Major Depressive Disorder: An Overview

Currently, MDD is considered one of the leading causes of disability worldwide, accounting for approximately 63,200,000 Disability-Adjusted Life Years (DALY), which represents 24.5% of all DALY, lost to mental disorders, and 2.5% of DALY lost to all diseases [12]. In addition, MDD is a major risk factor for suicide, which may occur in up to 13% of these patients, or an estimate of 1 million deaths every year [13]. Furthermore, all-cause mortality has been observed to be considerably higher in subjects with MDD [14]. Thus, part of the burden attributed to MDD stems from its association with various other mental and physical diseases [15].

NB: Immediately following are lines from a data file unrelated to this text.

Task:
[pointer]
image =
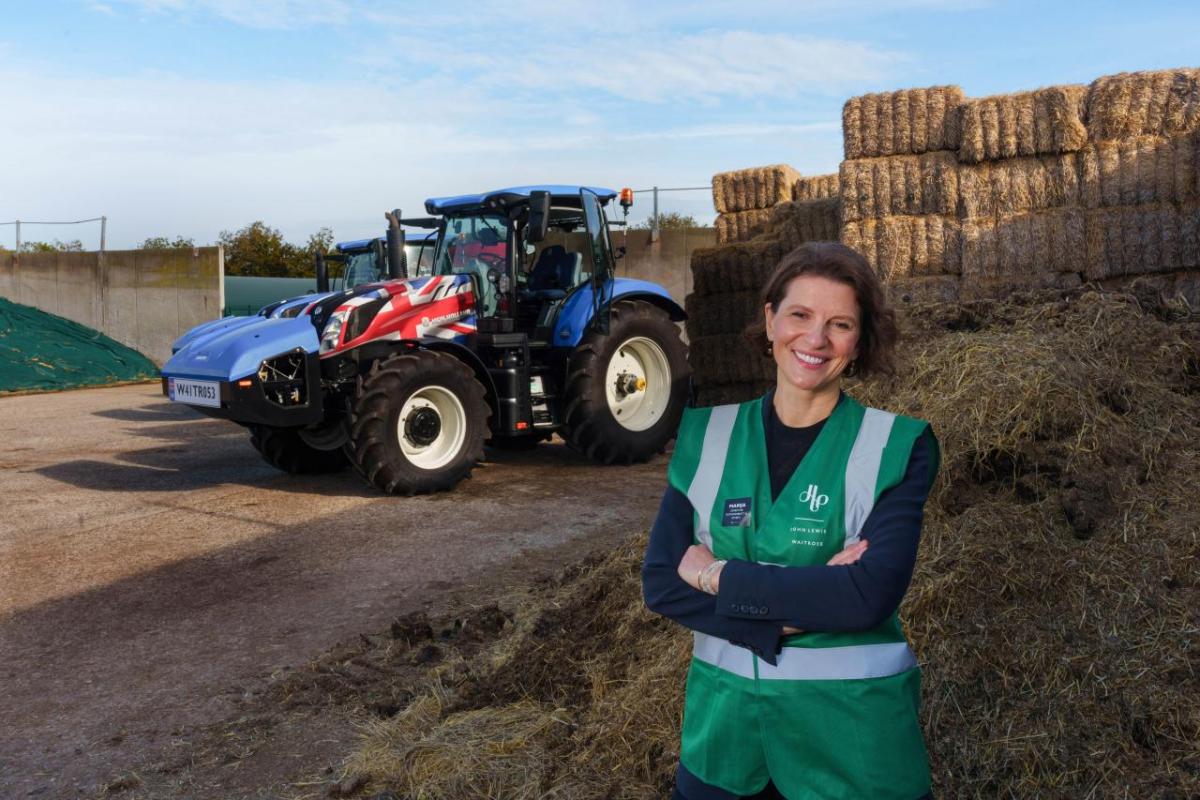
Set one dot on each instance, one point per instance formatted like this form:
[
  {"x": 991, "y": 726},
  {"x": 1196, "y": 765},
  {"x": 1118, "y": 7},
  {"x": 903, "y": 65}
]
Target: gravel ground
[{"x": 154, "y": 570}]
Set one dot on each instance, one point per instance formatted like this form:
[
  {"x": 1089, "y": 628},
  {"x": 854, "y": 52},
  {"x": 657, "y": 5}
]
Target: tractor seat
[{"x": 555, "y": 274}]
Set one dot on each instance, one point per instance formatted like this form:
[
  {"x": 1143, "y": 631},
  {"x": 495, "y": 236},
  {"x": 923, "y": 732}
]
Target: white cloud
[{"x": 256, "y": 13}]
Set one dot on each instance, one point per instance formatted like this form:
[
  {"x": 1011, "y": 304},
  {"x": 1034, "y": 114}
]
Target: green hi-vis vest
[{"x": 837, "y": 715}]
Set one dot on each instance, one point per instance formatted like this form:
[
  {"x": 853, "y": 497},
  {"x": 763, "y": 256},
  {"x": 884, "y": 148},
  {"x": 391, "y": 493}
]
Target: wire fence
[
  {"x": 696, "y": 208},
  {"x": 101, "y": 220}
]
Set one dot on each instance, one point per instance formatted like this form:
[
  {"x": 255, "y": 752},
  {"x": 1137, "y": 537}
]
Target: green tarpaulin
[{"x": 40, "y": 352}]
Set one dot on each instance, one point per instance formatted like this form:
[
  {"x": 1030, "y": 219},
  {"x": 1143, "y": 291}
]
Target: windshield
[
  {"x": 472, "y": 244},
  {"x": 360, "y": 266}
]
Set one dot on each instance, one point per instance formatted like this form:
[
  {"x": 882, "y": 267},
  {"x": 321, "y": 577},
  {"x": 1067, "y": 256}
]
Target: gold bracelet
[{"x": 706, "y": 576}]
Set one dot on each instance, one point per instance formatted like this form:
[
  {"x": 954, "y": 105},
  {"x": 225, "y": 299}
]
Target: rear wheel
[
  {"x": 286, "y": 449},
  {"x": 419, "y": 425},
  {"x": 625, "y": 390}
]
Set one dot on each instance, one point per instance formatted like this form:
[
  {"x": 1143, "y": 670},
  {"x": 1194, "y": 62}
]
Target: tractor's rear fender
[
  {"x": 575, "y": 316},
  {"x": 372, "y": 352}
]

Clinically, MDD may feature core affective symptoms, such as depressed mood and anhedonia, as well as cognitive symptoms –thoughts of worthlessness or guilt, thoughts of death or suicide, impaired concentration–, psychomotor symptoms, such as loss of energy and fatigue, and psychomotor retardation or agitation, and vegetative symptoms, such as changes in weight or appetite and insomnia or hypersomnia [16]. The latter are particularly relevant for the definition and differentiation of two classic phenotypes of MDD: Melancholic vs atypical depression. Whereas melancholic depression is characterized by weight or appetite loss and insomnia with early morning waking, atypical depression features “inverse vegetative symptoms”, with increased weight or appetite and hypersomnia. In addition, atypical depression includes mood reactivity and rejection sensitivity, in opposition to a subjective sense of detachment and pervasive anhedonia in melancholic depression (Figure 1) [17].

Figure 1: Core differences between melancholic and atypical depression: Whereas melancholic depression features weight loss, early morning waking, and severe anhedonia or detachment; atypical depression features weight gain, hipersomnia and mood reactivity.

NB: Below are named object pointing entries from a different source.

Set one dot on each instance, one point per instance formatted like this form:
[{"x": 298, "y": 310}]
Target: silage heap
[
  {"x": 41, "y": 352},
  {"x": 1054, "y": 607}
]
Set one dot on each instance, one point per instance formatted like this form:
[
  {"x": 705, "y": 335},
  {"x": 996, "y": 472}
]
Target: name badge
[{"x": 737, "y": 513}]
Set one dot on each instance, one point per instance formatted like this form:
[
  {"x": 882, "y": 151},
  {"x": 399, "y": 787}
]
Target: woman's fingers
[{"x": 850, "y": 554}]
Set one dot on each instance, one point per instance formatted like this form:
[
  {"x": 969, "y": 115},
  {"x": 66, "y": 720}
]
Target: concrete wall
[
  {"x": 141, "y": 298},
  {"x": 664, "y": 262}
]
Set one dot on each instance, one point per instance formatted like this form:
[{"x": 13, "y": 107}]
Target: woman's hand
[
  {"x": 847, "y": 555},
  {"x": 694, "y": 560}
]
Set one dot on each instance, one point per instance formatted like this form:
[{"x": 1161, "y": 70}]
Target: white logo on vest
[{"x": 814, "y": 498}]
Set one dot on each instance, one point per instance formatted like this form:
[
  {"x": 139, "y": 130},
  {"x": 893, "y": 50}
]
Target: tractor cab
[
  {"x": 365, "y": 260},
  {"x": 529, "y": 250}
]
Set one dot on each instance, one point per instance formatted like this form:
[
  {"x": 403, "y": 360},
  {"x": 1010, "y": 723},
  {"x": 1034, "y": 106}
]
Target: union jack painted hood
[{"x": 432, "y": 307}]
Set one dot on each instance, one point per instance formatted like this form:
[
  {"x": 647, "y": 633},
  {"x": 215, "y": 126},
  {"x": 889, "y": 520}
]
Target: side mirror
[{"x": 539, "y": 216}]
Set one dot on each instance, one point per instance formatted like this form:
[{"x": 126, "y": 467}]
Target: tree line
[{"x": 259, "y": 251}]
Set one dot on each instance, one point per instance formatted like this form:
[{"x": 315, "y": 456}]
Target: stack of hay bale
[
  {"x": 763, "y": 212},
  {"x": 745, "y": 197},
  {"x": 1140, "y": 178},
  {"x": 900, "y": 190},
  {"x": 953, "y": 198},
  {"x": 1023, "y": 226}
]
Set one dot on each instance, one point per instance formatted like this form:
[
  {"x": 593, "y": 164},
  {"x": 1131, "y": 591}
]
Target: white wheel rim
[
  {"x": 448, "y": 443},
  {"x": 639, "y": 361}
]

Although each of these forms of depression may correspond to particular neurobiological phenomena –discussed in a further section of this article–, views on the pathophysiology of this disorder are currently dominated by the monoamine hypothesis, wherein decreased signaling of serotonin (5HT), Norepinephrine (NE) and Dopamine (DA) in the Central Nervous System (CNS) may account for distinct manifestations of depression [18] (Figure 2).

Figure 2: The Monoamine Hypothesis: Decreased signaling by specific neurotransmitters results in disinct psychopathologic manifestations. NE: Norepinephrine, 5HT: Serotonin, DA: Dopamine.

Dysregulation of 5HT signaling in the frontal cortex and basal nuclei is related to symptoms such as anxiety, tearfulness and obsessive-compulsive behaviors, whereas lower NE levels are related to alterations in attention, concentration and other cognitive functions, and disrupted DA signaling corresponds to symptoms such as anhedonia and blunted affect [19]. Although these hypotheses constitute the basis for the current pharmacotherapy of depression, the origin of this “end state” of monoamine signaling dysfunction remains unelucidated and a subject of intense research. Indeed, the pathogenesis of depression may involve components as diverse as gene mutations, neurotransmitter availability, receptor sensitivity and regulation, and vascular lesions in specific areas of the brain, as well as immune and endocrine dysregulation [20]. Genetic variations associated with various brain metabolic pathways may be relevant, including polymorphisms of the monoamine oxidase gene A [21], group-2 metabotropic glutamate receptor gene (GRM3) [22] and the glucocorticoid receptor gene NR3C1 [23]. Neurotrophin dysfunction in the amygdala, hippocampus, cingulate cortex and medial prefrontal cortex has been associated to MDD [24], in conjunction with impairments in synaptic plasticity and neurogenesis [25].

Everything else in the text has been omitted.